Sharp attributed the favorable quarterly results to strong sales of such products as television sets with liquid crystal displays, camera-equipped mobile phones, and air conditioners and purifiers featuring germ-killing ions.
For the full business year through March 31, Sharp has left unchanged its group earnings projections, forecasting a net profit of 50 billion yen and a pretax profit of 100 billion yen on group sales of 2.15 trillion yen.
In the previous year Sharp posted a net profit of 32.59 billion yen, a pretax profit of 81.92 billion yen and sales of 2 trillion yen.
JVC back in black
Victor Co. of Japan said Tuesday its consolidated net balance returned to the black for the April-June quarter due to cost cuts, favorable foreign exchange factors and structural reforms.

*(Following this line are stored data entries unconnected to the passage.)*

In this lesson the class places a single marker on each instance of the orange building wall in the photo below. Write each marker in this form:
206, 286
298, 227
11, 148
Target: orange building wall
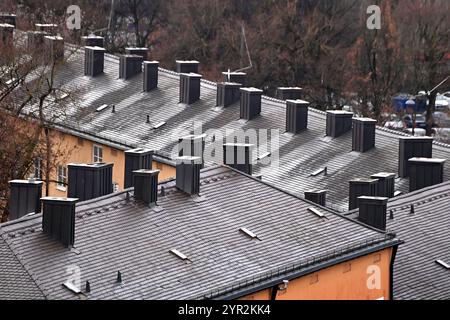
345, 281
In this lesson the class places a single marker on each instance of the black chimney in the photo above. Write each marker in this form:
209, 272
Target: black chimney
94, 61
227, 94
89, 181
239, 156
413, 147
143, 52
188, 174
363, 134
425, 173
25, 198
289, 93
235, 77
359, 188
250, 103
373, 211
150, 75
93, 41
8, 18
190, 87
296, 116
136, 159
317, 196
338, 123
146, 185
130, 65
187, 66
55, 46
386, 184
58, 219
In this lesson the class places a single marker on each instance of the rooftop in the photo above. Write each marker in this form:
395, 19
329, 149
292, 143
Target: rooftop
189, 247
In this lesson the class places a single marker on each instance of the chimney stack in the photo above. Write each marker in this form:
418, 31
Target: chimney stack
93, 41
146, 185
130, 65
317, 196
187, 66
8, 18
143, 52
58, 219
386, 184
289, 93
55, 45
49, 28
94, 61
239, 156
250, 103
425, 172
235, 77
6, 34
363, 134
413, 147
227, 94
136, 159
359, 188
188, 174
338, 123
150, 75
89, 181
25, 198
296, 116
372, 211
189, 87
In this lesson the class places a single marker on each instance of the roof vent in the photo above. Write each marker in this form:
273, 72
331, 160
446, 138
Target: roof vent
386, 184
235, 77
188, 174
359, 188
317, 196
150, 75
94, 61
146, 185
373, 211
24, 198
130, 65
184, 66
93, 41
425, 172
239, 156
8, 18
58, 220
338, 123
189, 87
55, 45
363, 134
289, 93
413, 147
136, 159
250, 103
90, 181
227, 94
296, 116
143, 52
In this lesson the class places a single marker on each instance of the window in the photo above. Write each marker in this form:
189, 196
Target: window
62, 178
98, 154
38, 169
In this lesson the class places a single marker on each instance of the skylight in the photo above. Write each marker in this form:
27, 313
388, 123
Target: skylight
102, 107
248, 233
179, 254
443, 264
316, 212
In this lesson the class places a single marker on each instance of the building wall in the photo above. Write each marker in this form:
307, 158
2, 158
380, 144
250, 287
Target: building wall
345, 281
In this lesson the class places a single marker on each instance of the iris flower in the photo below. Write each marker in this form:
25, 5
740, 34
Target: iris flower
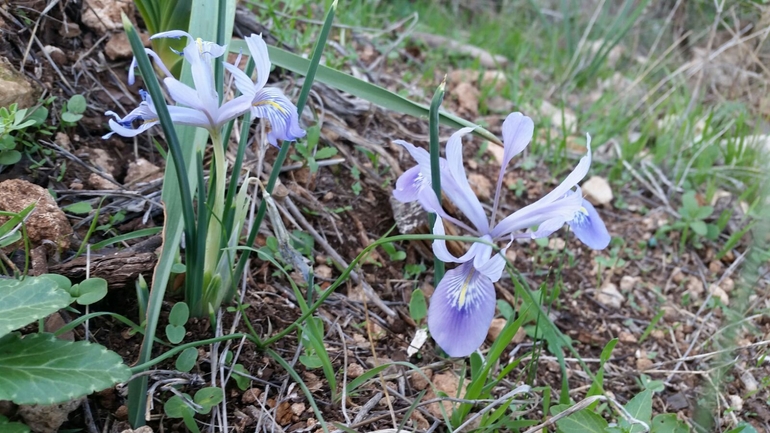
199, 106
266, 102
463, 304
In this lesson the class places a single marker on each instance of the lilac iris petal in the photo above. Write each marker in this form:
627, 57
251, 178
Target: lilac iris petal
267, 103
461, 309
462, 306
589, 227
144, 114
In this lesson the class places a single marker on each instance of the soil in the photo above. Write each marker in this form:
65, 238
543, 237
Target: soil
663, 334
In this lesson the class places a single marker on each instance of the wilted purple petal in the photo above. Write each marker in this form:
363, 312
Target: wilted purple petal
258, 50
537, 213
573, 178
463, 196
137, 121
440, 249
408, 185
461, 310
517, 133
589, 227
273, 105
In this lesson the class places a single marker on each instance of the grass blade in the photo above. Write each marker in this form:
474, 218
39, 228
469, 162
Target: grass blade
375, 94
435, 171
310, 73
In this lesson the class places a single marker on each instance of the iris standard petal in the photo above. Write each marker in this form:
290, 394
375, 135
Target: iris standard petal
537, 213
461, 310
494, 267
517, 133
258, 50
589, 227
173, 34
128, 131
273, 105
420, 155
461, 193
203, 76
408, 185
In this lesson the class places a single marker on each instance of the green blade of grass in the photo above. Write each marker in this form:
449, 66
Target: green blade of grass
435, 172
310, 73
370, 92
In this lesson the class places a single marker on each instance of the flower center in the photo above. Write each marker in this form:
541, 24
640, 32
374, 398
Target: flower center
464, 289
271, 103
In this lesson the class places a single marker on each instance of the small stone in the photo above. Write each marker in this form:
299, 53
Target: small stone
597, 191
354, 370
118, 47
14, 87
677, 276
749, 382
556, 243
142, 429
510, 254
718, 292
468, 98
736, 403
715, 266
323, 271
142, 170
251, 395
46, 222
101, 159
560, 119
495, 328
610, 296
121, 413
63, 140
496, 151
48, 418
420, 422
643, 363
627, 283
449, 383
298, 408
480, 185
70, 30
677, 402
727, 285
419, 382
100, 183
695, 287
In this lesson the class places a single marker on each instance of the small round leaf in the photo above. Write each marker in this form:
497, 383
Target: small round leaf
180, 312
186, 360
89, 291
175, 334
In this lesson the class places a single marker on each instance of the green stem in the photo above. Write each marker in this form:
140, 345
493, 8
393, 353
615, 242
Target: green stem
214, 237
435, 171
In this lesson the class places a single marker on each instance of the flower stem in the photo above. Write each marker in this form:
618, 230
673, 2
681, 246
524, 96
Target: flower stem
214, 234
435, 173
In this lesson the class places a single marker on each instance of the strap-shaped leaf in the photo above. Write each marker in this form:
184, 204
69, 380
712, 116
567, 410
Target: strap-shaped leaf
357, 87
24, 301
41, 369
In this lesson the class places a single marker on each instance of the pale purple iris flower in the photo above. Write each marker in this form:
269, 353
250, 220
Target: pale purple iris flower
463, 304
265, 102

The video recorder manufacturer said it posted a group net profit of 74 million yen in the April-June term, compared with a net loss of 1.8 billion yen in the same period a year earlier.
It reported a group pretax profit of 1.24 billion yen, up 932.7 percent from a year earlier.
Group sales, however, dropped 7 percent to 220.04 billion yen due to sluggish consumer spending.
The sales decline also reflects robust demand spurred by the World Cup soccer finals held from late May through June last year, the company said.